In my 17 years, not much has changed. In anticipation of a mandatory, junior class Kairos retreat that was being held at my school this first week of January, I seriously considered feigning illness in order to get out of “sharing my feelings” — something I honestly have never been comfortable doing. I didn’t want to be that one girl who couldn’t, wouldn’t, and therefore didn’t have an emotional bonding experience with my grade. I didn’t want to have to pretend. I would have much rather sat out. Well, thank goodness my parents, school and friends insisted I go. I just experienced the most amazing weekend of my life. Turns out, I got myself worked up for nothing. My grade at school is closer than ever, and I was lucky enough to be a part of it. I went in with one sister, and came out with 84. I am so glad that I was forced to go, and that I was given the opportunity to face my “fear of emotions.”In ethics class this year, we discussed the concept of using fear as a motivator. That is to say, forcing ourselves to make decisions out of dread of consequences.
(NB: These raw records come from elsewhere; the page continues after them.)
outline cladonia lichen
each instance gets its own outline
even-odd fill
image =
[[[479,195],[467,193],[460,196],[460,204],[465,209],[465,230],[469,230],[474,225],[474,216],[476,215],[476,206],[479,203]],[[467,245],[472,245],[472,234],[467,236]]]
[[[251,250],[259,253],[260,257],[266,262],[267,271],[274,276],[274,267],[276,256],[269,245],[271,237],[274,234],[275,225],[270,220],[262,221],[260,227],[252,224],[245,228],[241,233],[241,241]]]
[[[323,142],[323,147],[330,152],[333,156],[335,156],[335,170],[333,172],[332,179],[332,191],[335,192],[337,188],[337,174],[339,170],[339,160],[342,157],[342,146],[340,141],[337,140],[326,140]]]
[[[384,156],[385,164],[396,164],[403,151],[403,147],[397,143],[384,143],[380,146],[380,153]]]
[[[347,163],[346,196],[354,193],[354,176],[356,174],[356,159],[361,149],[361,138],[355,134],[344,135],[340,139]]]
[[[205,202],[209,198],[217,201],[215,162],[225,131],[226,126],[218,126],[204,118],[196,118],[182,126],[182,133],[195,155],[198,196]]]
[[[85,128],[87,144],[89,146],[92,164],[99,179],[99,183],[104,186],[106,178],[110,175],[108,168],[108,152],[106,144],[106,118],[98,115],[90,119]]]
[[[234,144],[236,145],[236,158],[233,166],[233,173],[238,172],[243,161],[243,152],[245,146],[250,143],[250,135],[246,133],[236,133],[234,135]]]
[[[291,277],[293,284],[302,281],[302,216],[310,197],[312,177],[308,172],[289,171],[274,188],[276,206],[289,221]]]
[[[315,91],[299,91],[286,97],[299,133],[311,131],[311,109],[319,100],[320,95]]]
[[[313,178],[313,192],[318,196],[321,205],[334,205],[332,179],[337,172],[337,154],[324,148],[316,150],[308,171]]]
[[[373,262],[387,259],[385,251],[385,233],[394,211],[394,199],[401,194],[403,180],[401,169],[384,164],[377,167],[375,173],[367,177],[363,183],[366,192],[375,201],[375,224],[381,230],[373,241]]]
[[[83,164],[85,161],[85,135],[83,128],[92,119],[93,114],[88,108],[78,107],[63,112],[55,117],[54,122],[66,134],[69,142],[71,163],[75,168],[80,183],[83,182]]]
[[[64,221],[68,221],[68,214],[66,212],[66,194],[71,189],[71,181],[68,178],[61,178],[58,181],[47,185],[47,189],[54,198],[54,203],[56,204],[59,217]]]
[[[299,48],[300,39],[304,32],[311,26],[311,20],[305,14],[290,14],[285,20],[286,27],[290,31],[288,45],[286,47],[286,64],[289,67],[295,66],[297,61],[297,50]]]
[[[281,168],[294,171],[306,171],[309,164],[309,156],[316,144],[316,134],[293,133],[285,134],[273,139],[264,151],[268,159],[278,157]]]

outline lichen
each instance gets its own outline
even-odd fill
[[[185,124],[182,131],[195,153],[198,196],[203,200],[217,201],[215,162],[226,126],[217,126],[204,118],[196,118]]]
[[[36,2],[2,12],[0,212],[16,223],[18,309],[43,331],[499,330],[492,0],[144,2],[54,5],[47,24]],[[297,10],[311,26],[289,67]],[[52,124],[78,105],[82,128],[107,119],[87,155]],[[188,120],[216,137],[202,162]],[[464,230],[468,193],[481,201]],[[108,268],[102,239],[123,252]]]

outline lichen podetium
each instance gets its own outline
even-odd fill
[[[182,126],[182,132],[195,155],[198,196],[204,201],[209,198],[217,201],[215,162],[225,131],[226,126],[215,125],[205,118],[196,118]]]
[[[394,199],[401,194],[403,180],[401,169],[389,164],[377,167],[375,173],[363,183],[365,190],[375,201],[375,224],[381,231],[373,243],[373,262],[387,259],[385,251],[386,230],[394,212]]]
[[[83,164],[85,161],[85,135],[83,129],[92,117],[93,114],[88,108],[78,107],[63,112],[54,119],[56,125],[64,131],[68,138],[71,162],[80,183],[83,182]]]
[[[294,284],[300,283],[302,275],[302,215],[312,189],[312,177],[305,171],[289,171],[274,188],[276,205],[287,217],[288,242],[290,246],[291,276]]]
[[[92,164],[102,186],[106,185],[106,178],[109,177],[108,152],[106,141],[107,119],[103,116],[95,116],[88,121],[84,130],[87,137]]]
In that class, we reflected on the idea that while fear is clearly not the only motivator, it is often the greatest.
Now to me, this is a rather depressing idea. I think that it is sad that we can be so lazy that we require physical and emotional stimulation from fear to get us to do things. But looking at my own life, I realize how true it is.
A girl in my class brought up the idea that an ultimate fear of failure is what motivates many students to work as hard as they do. And I have to say she is probably right.
She brought up the question that always sends my mind on a spin whenever I try to think about it: What would you do if you knew you couldn’t fail? It’s an appealing thought. Most people in the class seemed to believe that they would be infinitely more willing to chase their dreams if there were no risks involved. If nothing were left up to chance. If they were guaranteed success.
It’s our fear of failure that holds us back from doing the things we would otherwise want to do. But it’s that same fear of failure that motivates many to work as hard as they do. Maybe they take fewer chances, but when push comes to shove, the job gets done. Fear’s a tricky thing in that way. It’s universal in the sense that everyone at some point in time has and will experience it, and yet a person’s specific fears are just that — specific to that person. I fear heights in the same way that my sister fears horror movies, but the two are completely unrelated.
I reflected a lot on this concept of fear during my time on my retreat. I thought back to the day I took my driver’s test, backed into the wrong parking spot, and freaked out so much that I couldn’t even make the correction. I thought of just how upset I was. How I couldn’t even tell my friends. I was that afraid of being known as a failure.
Back in December, I had to go back to that joyful little DMV in Danbury. I couldn’t have been more nervous. I made myself sick with worry. But by the end, with some tough love from my mother, I managed to compose myself enough to take the test.
Oftentimes, we let our fear drag us away from what we want to do. But what if, instead of turning away from our fears or trying to get around them, we turned around and faced them? Over the past few weeks, I took risks. I didn’t just face fears, I conquered them.
I passed my driver’s test. Look out, Greenwich.
Katie Ellison is a junior at Convent of the Sacred Heart.